Background: Surface modifications of dental implants have gained attention during several years and the thrombotic response from blood components with these materials has become more important during recent years.

Purpose: The aims of this study were to evaluate the thrombogenic response of whole blood, in contact with clinically used dental surfaces, Sandblasted Large grit Acid etched titanium (SLA) and Sandblasted Large grit Acid etched, and chemically modified titanium with hydrophilic properties (SLActive).

Methods: An in vitro slide chamber model, furnished with heparin, was used in which whole blood came in contact with slides of the test surfaces. After incubation (60-minute rotation at 22 rpm in a 37°C water bath), blood was mixed with ethylenediaminetetraacetic acid (EDTA) or citrate, further centrifuged at +4°C. Finally, plasma was collected pending analysis.

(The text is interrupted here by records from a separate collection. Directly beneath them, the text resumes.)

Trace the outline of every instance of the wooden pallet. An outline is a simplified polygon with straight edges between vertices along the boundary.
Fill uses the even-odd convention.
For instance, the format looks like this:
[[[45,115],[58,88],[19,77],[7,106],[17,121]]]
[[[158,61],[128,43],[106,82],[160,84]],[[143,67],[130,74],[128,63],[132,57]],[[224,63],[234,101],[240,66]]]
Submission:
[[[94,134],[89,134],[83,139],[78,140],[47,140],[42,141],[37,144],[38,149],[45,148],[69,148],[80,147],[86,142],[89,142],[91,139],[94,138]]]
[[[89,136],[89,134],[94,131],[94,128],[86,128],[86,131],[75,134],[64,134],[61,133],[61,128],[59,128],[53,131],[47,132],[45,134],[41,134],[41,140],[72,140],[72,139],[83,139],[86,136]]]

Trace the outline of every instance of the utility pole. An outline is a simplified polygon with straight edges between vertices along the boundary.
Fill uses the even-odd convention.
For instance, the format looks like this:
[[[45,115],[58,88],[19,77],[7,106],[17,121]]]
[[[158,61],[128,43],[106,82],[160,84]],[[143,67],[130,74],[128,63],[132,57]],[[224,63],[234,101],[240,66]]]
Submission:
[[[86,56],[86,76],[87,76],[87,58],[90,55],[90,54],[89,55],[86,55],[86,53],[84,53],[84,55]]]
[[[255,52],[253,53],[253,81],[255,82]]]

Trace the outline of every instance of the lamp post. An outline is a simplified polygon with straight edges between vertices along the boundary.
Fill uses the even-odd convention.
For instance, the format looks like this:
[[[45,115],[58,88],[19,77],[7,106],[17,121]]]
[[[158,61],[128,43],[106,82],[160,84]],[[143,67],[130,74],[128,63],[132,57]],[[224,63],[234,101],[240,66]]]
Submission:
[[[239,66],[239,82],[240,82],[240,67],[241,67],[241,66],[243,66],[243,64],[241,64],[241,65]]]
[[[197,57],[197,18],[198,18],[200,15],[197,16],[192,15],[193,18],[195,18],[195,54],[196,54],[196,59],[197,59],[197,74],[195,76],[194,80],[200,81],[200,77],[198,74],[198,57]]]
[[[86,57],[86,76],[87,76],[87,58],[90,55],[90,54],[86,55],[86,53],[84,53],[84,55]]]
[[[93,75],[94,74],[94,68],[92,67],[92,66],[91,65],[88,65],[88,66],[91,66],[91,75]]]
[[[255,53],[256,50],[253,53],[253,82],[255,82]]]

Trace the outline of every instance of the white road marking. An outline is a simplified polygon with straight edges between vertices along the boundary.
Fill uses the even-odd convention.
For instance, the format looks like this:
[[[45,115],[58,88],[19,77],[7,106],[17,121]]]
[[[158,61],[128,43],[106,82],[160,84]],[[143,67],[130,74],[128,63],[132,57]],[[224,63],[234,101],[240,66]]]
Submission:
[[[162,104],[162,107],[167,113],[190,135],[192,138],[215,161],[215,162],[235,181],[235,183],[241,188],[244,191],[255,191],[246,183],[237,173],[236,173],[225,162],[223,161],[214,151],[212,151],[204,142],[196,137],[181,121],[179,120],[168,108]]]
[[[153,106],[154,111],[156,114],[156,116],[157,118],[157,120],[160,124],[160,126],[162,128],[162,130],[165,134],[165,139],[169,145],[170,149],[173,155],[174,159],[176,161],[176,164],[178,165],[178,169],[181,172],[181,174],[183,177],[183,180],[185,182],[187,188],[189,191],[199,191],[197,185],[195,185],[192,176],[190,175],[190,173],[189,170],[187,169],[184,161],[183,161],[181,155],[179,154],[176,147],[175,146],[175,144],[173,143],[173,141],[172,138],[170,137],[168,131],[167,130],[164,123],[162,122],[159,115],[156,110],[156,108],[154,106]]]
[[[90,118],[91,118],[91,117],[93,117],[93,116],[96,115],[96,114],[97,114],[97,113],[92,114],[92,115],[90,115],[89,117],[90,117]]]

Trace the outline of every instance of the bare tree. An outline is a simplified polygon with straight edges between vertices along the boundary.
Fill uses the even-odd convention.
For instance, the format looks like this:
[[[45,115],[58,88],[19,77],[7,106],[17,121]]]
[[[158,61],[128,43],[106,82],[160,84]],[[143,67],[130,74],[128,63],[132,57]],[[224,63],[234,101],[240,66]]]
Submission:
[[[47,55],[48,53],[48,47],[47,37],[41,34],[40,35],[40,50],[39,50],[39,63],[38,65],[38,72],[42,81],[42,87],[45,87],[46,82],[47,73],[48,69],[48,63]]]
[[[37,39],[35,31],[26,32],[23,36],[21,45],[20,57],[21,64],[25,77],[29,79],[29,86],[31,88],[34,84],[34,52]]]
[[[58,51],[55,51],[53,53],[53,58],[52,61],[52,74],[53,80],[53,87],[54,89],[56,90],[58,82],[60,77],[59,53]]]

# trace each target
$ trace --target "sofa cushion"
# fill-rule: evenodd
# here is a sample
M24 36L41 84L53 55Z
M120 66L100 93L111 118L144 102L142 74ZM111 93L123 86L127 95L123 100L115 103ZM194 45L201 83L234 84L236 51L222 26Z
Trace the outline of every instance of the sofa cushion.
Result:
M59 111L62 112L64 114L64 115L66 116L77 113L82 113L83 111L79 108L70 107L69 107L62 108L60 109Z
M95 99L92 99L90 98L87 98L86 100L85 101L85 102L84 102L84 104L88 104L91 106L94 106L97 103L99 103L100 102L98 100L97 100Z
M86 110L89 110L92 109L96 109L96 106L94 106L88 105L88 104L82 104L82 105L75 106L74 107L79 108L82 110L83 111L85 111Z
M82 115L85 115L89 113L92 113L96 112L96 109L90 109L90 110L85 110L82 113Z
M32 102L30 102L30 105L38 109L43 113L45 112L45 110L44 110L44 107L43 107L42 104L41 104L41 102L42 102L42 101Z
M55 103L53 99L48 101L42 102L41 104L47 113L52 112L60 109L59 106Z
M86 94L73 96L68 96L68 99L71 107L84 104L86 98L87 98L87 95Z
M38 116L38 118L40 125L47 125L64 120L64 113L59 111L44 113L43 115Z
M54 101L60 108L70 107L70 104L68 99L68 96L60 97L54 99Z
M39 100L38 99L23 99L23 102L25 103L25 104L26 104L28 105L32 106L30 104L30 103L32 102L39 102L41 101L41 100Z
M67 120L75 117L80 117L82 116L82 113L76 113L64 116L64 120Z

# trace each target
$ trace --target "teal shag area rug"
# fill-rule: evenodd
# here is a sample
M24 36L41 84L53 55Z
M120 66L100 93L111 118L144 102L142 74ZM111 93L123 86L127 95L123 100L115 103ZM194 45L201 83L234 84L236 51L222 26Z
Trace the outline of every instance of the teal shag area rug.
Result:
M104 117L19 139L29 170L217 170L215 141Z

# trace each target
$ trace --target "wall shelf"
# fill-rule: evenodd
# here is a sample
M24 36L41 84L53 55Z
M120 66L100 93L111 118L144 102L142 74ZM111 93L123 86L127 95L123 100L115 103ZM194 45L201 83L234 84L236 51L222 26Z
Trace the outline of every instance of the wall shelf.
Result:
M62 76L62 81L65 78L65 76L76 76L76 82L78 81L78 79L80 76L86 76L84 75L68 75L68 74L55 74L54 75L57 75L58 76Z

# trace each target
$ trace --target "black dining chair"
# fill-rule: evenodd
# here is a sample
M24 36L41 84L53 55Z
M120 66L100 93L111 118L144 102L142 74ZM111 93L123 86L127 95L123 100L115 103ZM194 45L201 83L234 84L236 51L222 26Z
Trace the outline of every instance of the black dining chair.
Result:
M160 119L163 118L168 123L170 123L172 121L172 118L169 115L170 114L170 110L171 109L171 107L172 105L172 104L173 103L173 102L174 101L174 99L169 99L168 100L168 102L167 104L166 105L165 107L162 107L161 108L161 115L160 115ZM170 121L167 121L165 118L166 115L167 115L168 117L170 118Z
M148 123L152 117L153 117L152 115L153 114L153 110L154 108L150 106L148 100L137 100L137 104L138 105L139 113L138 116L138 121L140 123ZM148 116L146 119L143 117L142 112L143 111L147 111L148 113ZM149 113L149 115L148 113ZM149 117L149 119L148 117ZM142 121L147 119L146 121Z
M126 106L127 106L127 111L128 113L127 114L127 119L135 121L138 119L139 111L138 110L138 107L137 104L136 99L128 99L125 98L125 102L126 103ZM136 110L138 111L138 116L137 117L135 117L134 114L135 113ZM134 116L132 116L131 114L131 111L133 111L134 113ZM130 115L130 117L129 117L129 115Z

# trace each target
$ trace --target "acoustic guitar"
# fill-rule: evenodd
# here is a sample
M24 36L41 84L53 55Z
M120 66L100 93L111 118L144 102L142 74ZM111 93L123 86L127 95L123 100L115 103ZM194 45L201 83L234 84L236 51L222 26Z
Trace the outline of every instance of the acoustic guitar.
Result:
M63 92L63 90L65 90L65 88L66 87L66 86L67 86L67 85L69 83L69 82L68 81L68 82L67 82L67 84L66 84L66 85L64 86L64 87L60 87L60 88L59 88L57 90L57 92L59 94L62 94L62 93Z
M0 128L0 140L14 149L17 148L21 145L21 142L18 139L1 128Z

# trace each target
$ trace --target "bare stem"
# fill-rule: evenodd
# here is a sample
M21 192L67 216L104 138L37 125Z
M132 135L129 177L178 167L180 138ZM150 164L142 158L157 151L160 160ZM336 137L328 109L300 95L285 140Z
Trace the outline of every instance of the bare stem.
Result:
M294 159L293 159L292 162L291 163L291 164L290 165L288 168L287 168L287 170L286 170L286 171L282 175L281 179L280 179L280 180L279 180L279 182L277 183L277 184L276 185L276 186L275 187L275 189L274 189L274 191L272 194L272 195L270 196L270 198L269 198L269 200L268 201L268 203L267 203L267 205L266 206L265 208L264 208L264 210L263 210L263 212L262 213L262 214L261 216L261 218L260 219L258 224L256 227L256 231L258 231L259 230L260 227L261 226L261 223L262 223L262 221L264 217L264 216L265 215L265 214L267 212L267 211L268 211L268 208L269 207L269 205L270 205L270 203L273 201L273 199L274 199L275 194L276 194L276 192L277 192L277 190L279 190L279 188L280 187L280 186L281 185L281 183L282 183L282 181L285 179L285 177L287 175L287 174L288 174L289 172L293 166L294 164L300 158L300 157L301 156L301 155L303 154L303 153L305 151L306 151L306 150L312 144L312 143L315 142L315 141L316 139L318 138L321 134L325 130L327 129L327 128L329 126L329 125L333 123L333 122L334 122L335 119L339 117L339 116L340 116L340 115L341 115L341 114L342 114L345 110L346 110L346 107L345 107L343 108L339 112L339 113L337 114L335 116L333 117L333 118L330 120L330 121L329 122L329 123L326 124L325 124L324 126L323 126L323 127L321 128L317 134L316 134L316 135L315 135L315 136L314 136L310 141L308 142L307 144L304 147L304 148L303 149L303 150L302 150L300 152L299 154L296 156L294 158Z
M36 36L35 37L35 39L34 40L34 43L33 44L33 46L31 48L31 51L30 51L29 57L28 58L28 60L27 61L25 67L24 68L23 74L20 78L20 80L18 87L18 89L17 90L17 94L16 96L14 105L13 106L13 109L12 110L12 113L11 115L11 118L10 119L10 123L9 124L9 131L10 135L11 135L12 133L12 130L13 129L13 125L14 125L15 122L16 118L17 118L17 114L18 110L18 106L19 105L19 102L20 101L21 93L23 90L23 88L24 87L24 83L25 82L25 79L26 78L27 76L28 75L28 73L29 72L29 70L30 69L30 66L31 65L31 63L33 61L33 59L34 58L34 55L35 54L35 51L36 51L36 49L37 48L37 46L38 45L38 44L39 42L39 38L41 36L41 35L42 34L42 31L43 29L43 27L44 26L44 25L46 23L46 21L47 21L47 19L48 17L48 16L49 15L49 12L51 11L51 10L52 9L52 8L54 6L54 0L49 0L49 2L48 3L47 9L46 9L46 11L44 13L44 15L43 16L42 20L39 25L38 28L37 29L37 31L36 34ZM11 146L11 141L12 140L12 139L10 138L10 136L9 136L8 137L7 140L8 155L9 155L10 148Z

Results: Whole blood in contact with surfaces resulted in significantly higher binding of platelets to the hydrophilic surface, accompanied by a significant increase of contact activation of the coagulation cascade. In addition, the platelet activation showed a similar pattern with a significant elevated release of β-TG from platelet granule.

Conclusions: The conclusion that can be drawn from the results in our study is that the hydrophilic modification seems to augment the thrombogenic properties of titanium with implications for healing into bone of, that is titanium dental implants.